Overall, this is great paper, well written, with clear results and a clear contribution on an important topic. It is definitely applicable to chip verification as well as software verification. If anything, chip verification could benefit more since RTL code coverage is more sophisticated than software code coverage, for example in expression coverage.
This is a nice follow-on to earlier reviews on using ML to increase test coverage, predict test coverage and for power estimation. These authors use ML for fault localization in SW as an extension of learning-to-rank fault localization. The latter uses multiple suspiciousness values as learning features for supervised machine learning. The paper has 95 citations.

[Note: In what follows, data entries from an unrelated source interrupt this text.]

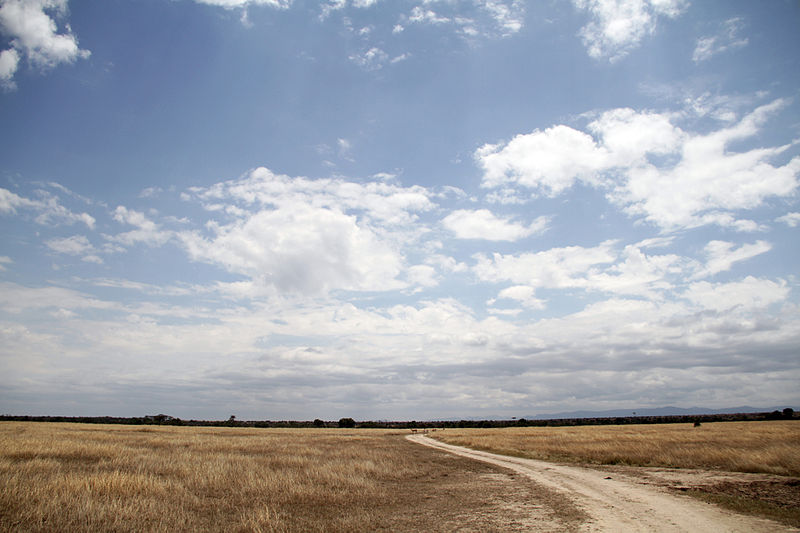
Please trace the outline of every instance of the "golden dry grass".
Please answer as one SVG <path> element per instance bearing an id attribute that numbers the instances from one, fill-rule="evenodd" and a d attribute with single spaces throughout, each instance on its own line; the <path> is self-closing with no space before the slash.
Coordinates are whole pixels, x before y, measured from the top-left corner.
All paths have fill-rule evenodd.
<path id="1" fill-rule="evenodd" d="M 508 531 L 542 501 L 405 434 L 0 422 L 0 531 Z"/>
<path id="2" fill-rule="evenodd" d="M 448 429 L 435 437 L 550 461 L 800 476 L 800 421 Z"/>
<path id="3" fill-rule="evenodd" d="M 0 529 L 344 530 L 409 467 L 374 433 L 4 423 Z"/>

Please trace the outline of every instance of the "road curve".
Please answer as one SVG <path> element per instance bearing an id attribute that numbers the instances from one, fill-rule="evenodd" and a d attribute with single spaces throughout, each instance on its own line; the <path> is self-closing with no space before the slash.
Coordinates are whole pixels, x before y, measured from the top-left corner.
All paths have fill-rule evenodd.
<path id="1" fill-rule="evenodd" d="M 497 455 L 445 444 L 425 435 L 410 441 L 478 461 L 509 468 L 537 484 L 564 493 L 591 518 L 582 531 L 626 532 L 775 532 L 798 531 L 771 520 L 744 516 L 688 496 L 621 479 L 591 468 Z"/>

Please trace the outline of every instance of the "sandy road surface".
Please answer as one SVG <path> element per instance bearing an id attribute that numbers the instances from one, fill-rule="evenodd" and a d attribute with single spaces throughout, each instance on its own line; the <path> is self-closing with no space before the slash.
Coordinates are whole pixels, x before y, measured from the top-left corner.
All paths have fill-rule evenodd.
<path id="1" fill-rule="evenodd" d="M 582 531 L 774 532 L 798 531 L 776 522 L 739 515 L 688 496 L 637 483 L 634 478 L 445 444 L 425 435 L 409 440 L 463 457 L 509 468 L 572 499 L 591 518 Z M 611 477 L 611 479 L 608 479 Z"/>

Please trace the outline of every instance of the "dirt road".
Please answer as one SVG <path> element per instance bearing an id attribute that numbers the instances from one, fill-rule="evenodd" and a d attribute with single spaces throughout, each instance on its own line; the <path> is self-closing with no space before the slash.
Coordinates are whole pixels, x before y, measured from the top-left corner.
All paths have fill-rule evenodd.
<path id="1" fill-rule="evenodd" d="M 774 532 L 798 531 L 776 522 L 739 515 L 688 496 L 608 472 L 521 459 L 445 444 L 425 435 L 409 440 L 463 457 L 509 468 L 574 501 L 590 519 L 581 531 Z"/>

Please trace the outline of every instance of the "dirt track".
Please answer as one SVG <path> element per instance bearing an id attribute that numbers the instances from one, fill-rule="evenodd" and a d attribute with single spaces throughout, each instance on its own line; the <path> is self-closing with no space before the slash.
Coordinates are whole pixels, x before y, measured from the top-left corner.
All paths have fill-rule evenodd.
<path id="1" fill-rule="evenodd" d="M 418 444 L 509 468 L 548 490 L 568 496 L 590 516 L 581 531 L 798 531 L 773 521 L 739 515 L 688 496 L 671 494 L 637 482 L 635 478 L 472 450 L 425 435 L 409 435 L 407 438 Z"/>

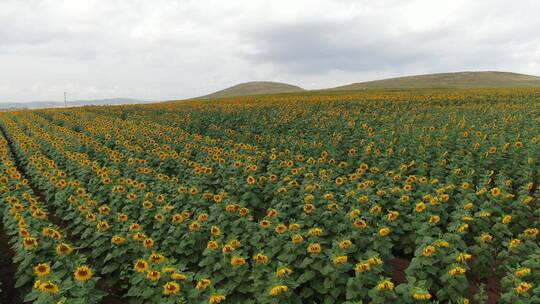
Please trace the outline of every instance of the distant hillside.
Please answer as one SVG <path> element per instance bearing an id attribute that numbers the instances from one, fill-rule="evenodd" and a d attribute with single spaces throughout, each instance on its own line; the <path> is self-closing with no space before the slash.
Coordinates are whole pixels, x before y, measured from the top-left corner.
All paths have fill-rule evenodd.
<path id="1" fill-rule="evenodd" d="M 272 81 L 253 81 L 237 84 L 230 88 L 202 96 L 200 98 L 220 98 L 231 96 L 257 95 L 257 94 L 277 94 L 277 93 L 293 93 L 302 92 L 301 87 Z"/>
<path id="2" fill-rule="evenodd" d="M 540 87 L 540 77 L 509 72 L 458 72 L 358 82 L 326 90 Z"/>
<path id="3" fill-rule="evenodd" d="M 108 98 L 91 100 L 72 100 L 67 102 L 68 107 L 101 106 L 101 105 L 125 105 L 149 103 L 148 101 L 130 98 Z M 43 109 L 64 107 L 63 101 L 30 101 L 30 102 L 7 102 L 0 103 L 0 109 Z"/>

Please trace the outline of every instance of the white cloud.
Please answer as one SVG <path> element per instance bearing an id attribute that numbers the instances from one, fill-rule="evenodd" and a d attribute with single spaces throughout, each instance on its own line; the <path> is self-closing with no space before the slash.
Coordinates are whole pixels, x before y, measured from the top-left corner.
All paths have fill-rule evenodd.
<path id="1" fill-rule="evenodd" d="M 540 3 L 0 0 L 0 101 L 321 88 L 459 70 L 540 74 Z"/>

DeepFL uses these dimensions in suspiciousness ranking: SBFL as statistical analysis on the coverage data of failed/passed tests with 34 suspiciousness values for code elements; MBFL uses mutants (140 variants) to check the impact of code elements on test outcomes for precise fault localization; fault-proneness-based features (e.g., code complexity, 37 of these); finally, 15 textual similarity-based features from the information retrieval area. All of these they use to drive multiple deep learning models.
The authors run experiments on the Defects4J benchmark with 395 known bugs, widely used in software testing research. They compare DeepFL to SBFL/MBFL and to various learning-to-rank approaches. They also look at how often the bug location ranked as top probability, or in the Top-3 and Top-5. The authors’ method outperforms other methods within a project and between projects.
They note that the biggest contributor to performance is the MBFL technique. In comparing runtime to a learn-to-rank approach their method takes ~10X to train but is up to 1000X faster in test (runtimes in the range of .04s – 400s).
A very interesting part of their result analysis clarifies how DeepFL models perform for fault localization and whether deep learning for fault localization is necessary at all. Even though the authors conclude that “MLPDFL can significantly outperform LIBSVM” (Support Vector Machines have just one layer), the difference in Top-5 is just 309 vs. 299, a comparatively small gain.
I wish they had written more about cross-project prediction and had compared runtimes to traditional methods. Still, this is a very nice paper showing a SW debugging technique which seems applicable to RTL and higher level HW descriptions and once again highlights an application of ML to EDA.
There are several interesting papers in this area, some experimenting primarily with features used in the learning method. Some look at most recent code changes for example. Some also play with the ML approach (eg graph-based methods). Each shows incremental improvement in localization accuracy. This domain feels to me like a rich vein to mine for further improvements.